Department of Neurology, Washington University in St. Louis, St. Louis, Missouri.
Anna Meyer Children's Hospital, University of Florence, Firenze, Italy.
Am J Med Genet A. 2018 Aug;176(8):1748-1752. doi: 10.1002/ajmg.a.38840. Epub 2018 Jul 28.
Derangements in voltage-gated potassium channel function are responsible for a range of paroxysmal neurologic disorders. Pathogenic variants in the KCNA1 gene, which encodes the voltage-gated potassium channel Kv1.1, are responsible for Episodic Ataxia Type 1 (EA1). Patients with EA1 have an increased incidence of epilepsy, but KCNA1 variants have not been described in epileptic encephalopathy. Here, we describe four patients with infantile-onset epilepsy and cognitive impairment who harbor de novo KCNA1 variants located within the Kv-specific Pro-Val-Pro (PVP) motif which is essential for channel gating. The first two patients have KCNA1 variants resulting in (p.Pro405Ser) and (p.Pro405Leu), respectively, and a set of identical twins has a variant affecting a nearby residue (p.Pro403Ser). Notably, recurrent de novo variants in the paralogous PVP motif of KCNA2 have previously been shown to abolish channel function and also cause early-onset epileptic encephalopathy. Importantly, this report extends the range of phenotypes associated with KCNA1 variants to include epileptic encephalopathy when the PVP motif is involved.

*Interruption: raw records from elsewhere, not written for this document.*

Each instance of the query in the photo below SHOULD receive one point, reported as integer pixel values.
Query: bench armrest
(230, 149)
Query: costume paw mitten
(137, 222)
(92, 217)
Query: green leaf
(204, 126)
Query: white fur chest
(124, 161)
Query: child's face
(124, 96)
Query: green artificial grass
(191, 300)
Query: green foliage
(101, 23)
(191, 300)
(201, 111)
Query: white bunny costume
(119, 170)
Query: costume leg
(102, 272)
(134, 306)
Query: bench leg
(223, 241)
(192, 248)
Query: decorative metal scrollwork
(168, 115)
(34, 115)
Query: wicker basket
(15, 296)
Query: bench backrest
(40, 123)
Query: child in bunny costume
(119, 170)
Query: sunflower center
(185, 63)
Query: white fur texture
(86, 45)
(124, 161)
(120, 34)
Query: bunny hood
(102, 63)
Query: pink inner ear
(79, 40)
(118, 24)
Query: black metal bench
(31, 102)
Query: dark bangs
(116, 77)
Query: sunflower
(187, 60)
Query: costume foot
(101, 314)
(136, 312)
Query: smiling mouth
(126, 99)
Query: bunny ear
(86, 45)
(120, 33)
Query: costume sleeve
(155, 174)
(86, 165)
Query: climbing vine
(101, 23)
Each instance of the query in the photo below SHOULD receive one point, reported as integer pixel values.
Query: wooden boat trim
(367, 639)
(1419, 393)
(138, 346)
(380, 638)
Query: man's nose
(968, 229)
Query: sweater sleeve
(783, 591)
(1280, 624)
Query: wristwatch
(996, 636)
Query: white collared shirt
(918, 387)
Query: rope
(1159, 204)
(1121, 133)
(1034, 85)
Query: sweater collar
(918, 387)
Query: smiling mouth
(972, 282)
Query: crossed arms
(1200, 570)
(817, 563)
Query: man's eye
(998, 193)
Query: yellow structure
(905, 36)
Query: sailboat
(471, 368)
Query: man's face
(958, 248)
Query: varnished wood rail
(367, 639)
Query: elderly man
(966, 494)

电压门控钾通道功能障碍可导致多种阵发性神经紊乱。编码电压门控钾通道 Kv1.1 的 KCNA1 基因突变可导致发作性共济失调 1 型(EA1)。EA1 患者癫痫发病率增加,但尚未在癫痫性脑病中描述 KCNA1 变异。本研究描述了 4 名具有婴儿期起病的癫痫和认知障碍的患者,他们携带位于 Kv 特异性 Pro-Val-Pro(PVP)基序内的新生 KCNA1 变异,该基序对于通道门控至关重要。前两名患者分别具有 KCNA1 变异(p.Pro405Ser)和(p.Pro405Leu),一对同卵双胞胎具有影响附近残基(p.Pro403Ser)的变异。值得注意的是,先前已经证明 KCNA2 的 PVP 基序中的重复新生变异会破坏通道功能,并导致早发性癫痫性脑病。重要的是,该报告扩展了与 KCNA1 变异相关的表型范围,当涉及 PVP 基序时,还包括癫痫性脑病。